Wednesday, April 21, 2010

Visuals and Questioning

When I viewed these incredible photos of the Eyjafjallajokull eruption, I saw a perfect opportunity for teachers to share these visuals with students and allow students to generate their own questions.  Frequently as educators, we generate and pose questions to students.  In reality, we want our students to generate their own questions and seek understanding. 

Take the opportunity to project these photos to your students or have them view them together in small groups.  Have them write questions that come to their mind on Post-Its or notebook paper as they view the images.  Let the students get into small groups to discuss what questions came to their minds when they saw the photos.  Remind them that the goal is to ask quality questions, not find answers to the questions. 

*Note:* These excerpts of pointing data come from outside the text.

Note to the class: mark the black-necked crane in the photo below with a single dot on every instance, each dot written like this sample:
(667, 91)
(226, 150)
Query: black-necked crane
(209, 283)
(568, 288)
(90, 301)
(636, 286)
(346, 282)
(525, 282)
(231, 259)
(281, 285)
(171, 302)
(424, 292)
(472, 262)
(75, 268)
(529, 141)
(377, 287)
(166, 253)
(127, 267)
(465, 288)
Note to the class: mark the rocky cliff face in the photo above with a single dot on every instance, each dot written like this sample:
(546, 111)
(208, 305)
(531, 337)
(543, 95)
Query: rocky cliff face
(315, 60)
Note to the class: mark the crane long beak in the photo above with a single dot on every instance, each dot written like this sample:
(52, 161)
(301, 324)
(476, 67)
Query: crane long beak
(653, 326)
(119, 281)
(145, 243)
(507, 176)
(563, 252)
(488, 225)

Once you view these photos, I think you can imagine a number of questions your students will generate.  This can then be followed up with having students generate search queries to use in a search engine.   You can preview results of these search strings and offer suggestions.  I frequently have students in the elementary grades add "kid" or "student" to their search strings to zero in on better sites.

Wednesday, April 7, 2010

Interactive Whiteboards and Clickers in the Classroom

Marzano Research Laboratory has an online webinar as a preview for a summer two day workshop. I encourage all educators to view the webinar/preview.  Debra Pickering does an exceptional job of tying the clickers and interactive whiteboards to effective instruction.  The initial research on with whiteboards is showing great promise for enhanced instruction.

If you have the opportunity to attend the actual workshop, I highly recommend it.  Last year's summer session was excellent.  They have done additional work in this area, which will make this year's workshop even better.